4. The method for predicting the saturation of type II hydrates based on hydrocarbon generation numerical modeling of claim 2, wherein: the step B3 is specifically realized by the following steps:
extracting seismic coherence properties, identifying faults and cracks based on coherence and ant tracking methods, analyzing fault characteristics of a research area, and extracting key modes comprises: removing random noise of the seismic data and retaining fault boundary information through construction smoothing; and is combined with
Extracting a seismic coherence body, calculating the similarity between seismic channels and performing boundary detection; discontinuous boundaries are tracked using ant tracking techniques.
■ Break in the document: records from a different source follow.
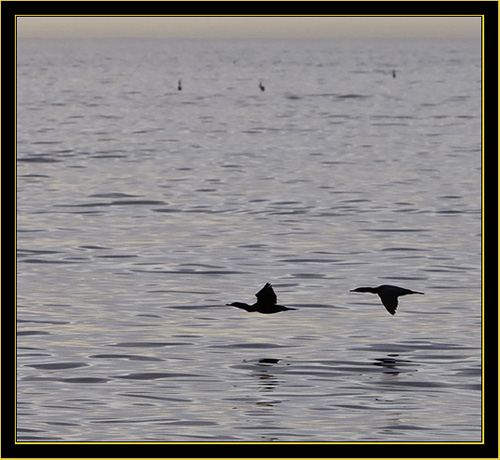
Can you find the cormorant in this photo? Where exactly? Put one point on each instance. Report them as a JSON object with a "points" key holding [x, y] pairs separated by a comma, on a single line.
{"points": [[388, 295], [266, 302]]}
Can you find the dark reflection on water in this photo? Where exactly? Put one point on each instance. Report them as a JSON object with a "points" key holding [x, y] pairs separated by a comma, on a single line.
{"points": [[142, 210]]}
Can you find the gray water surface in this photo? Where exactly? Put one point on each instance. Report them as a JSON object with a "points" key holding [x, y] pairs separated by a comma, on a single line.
{"points": [[142, 210]]}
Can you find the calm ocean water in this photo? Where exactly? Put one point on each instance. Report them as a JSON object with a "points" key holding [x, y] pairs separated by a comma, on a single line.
{"points": [[142, 210]]}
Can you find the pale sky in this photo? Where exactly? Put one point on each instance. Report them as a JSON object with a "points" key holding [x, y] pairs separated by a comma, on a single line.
{"points": [[250, 27]]}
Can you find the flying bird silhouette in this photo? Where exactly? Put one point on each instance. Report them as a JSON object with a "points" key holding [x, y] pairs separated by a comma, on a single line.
{"points": [[266, 302], [388, 295]]}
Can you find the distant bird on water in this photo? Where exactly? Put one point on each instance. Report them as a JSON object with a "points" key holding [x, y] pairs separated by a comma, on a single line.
{"points": [[388, 295], [266, 302]]}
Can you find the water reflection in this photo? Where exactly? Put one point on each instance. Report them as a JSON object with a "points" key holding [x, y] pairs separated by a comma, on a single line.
{"points": [[392, 364]]}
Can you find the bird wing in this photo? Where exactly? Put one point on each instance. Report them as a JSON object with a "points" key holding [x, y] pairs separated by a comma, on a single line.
{"points": [[390, 302], [266, 295]]}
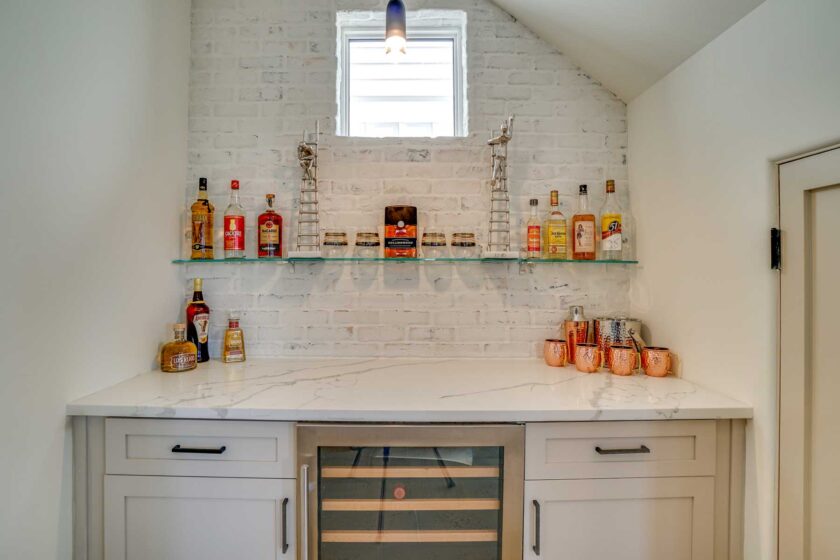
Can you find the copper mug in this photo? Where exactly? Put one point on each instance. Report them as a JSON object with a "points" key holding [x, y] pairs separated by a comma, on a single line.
{"points": [[656, 361], [554, 352], [624, 360], [588, 358]]}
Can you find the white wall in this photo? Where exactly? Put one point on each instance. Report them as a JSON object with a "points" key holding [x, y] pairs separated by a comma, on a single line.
{"points": [[702, 143], [93, 119]]}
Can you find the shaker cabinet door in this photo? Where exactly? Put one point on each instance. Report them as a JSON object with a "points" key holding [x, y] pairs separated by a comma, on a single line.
{"points": [[181, 518], [621, 519]]}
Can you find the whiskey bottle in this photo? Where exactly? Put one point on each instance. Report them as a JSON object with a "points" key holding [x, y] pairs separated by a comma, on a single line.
{"points": [[198, 322], [233, 349], [179, 354], [611, 222], [270, 231], [202, 224], [234, 227], [554, 230], [583, 229]]}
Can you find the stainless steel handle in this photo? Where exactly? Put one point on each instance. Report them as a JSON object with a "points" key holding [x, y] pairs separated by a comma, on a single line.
{"points": [[304, 512], [536, 546]]}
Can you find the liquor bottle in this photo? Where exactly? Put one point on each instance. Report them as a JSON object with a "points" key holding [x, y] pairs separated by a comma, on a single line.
{"points": [[611, 225], [554, 230], [233, 349], [533, 233], [270, 231], [202, 224], [179, 354], [583, 229], [234, 225], [198, 322]]}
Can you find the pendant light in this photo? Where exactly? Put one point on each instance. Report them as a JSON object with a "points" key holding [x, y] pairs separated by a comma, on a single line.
{"points": [[395, 27]]}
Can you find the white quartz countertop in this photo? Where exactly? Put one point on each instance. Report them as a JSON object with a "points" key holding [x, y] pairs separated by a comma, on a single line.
{"points": [[405, 390]]}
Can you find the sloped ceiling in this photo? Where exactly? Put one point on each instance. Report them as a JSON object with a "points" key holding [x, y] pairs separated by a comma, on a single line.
{"points": [[628, 45]]}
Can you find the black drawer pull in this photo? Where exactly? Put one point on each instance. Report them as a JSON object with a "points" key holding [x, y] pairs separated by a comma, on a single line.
{"points": [[634, 451], [201, 450]]}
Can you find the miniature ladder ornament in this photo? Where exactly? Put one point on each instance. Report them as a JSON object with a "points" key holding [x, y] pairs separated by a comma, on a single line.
{"points": [[308, 242], [498, 245]]}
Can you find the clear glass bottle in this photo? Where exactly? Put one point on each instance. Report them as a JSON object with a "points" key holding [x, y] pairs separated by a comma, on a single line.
{"points": [[610, 237], [533, 232], [234, 225], [179, 354], [555, 245], [233, 349]]}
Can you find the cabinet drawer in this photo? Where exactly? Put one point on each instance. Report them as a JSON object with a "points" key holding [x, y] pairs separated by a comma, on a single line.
{"points": [[225, 448], [620, 449]]}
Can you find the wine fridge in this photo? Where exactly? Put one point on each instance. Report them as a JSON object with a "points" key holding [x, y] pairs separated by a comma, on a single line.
{"points": [[410, 492]]}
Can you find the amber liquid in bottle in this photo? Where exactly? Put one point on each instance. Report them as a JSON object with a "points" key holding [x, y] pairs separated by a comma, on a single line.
{"points": [[583, 229]]}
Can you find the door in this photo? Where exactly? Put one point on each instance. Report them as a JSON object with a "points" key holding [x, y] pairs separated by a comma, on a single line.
{"points": [[182, 518], [622, 519], [809, 377]]}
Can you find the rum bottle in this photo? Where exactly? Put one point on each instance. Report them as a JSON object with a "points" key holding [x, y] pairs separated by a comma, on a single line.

5. The method for predicting the saturation of type II hydrates based on hydrocarbon generation numerical modeling of claim 1, wherein: the step C1 is specifically realized by the following steps:
b, based on the fine geological model constructed in the step B, inputting actually measured seabed temperature, ground temperature gradient and regional heat flow data to perform stratum temperature profile numerical simulation by utilizing a Mckenzie model, comparing and correcting with actual stratum temperature data of a hydrate enrichment region, and based on temperature distribution of bio-generated hydrocarbon and thermal-generated hydrocarbon, establishing stratum depth ranges of the bio-generated hydrocarbon and the thermal-generated hydrocarbon on a simulated calculated temperature field profile.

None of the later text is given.